Tommy and Tuppence appear together in four full-length novels and one collection of short stories The collection of short stories is Partners in Crime, (1929, each story referencing another writer's work); the four novels are The Secret Adversary (1922),N or M? (1941), By the Pricking of My Thumbs (1968); and Postern of Fate (1973).Postern of Fate was the last novel Christie ever wrote, although not the last to be published.
Tuppence appears as a charismatic, impulsive and intuitive person, while Tommy is less imaginative, and less likely to be diverted from the truth (as their first adversary sums him up "he is not clever, but it is hard to blind his eyes to the facts"), which is why they are shown to make a good team. It is in this first book The Secret Adversary that they meet up after the war, and come to realise that, although they have been friends for most of their lives, they have now fallen in love with each other.

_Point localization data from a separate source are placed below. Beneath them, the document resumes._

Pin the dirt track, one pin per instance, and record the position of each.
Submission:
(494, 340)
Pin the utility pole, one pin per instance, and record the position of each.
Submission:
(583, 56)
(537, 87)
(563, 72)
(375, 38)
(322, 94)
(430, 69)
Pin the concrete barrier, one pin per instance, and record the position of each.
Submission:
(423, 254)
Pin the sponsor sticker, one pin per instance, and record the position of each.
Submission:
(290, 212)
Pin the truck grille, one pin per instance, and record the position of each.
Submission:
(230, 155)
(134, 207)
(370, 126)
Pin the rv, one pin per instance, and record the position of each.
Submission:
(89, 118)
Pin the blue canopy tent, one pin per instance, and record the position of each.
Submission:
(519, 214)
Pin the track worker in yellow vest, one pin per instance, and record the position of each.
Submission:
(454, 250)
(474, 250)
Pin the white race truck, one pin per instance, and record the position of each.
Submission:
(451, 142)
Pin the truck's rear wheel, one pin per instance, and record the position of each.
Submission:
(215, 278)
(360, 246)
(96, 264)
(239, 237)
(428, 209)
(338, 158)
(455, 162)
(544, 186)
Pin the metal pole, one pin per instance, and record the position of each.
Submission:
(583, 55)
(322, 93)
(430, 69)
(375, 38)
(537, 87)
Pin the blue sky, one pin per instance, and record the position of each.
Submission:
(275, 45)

Unlike many other recurring detective characters, including the better known Christie detectives, Tommy and Tuppence aged in time with the real world, being in their early twenties in The Secret Adversary and in their seventies in Postern of Fate. In their early appearances, they are portrayed as typical upper middle class "bright young things" of the 1920s, and the stories and settings have a more pronounced period-specific flavour than the stories featuring the better known Christie characters. As they age, they are revealed to have raised three children – twins Deborah and Derek and an adopted daughter, Betty. Throughout the series they employ a man named Albert, who first appears as a lift boy who helps them in The Secret Adversary. In Partners in Crime, Albert becomes their hapless assistant at a private detective agency; and subsequently, as a now married pub owner, renders vital assistance to the pair in N or M?.; by Postern of Fate he's their butler and has now been widowed. In Postern of Fate they also have a small dog named Hannibal.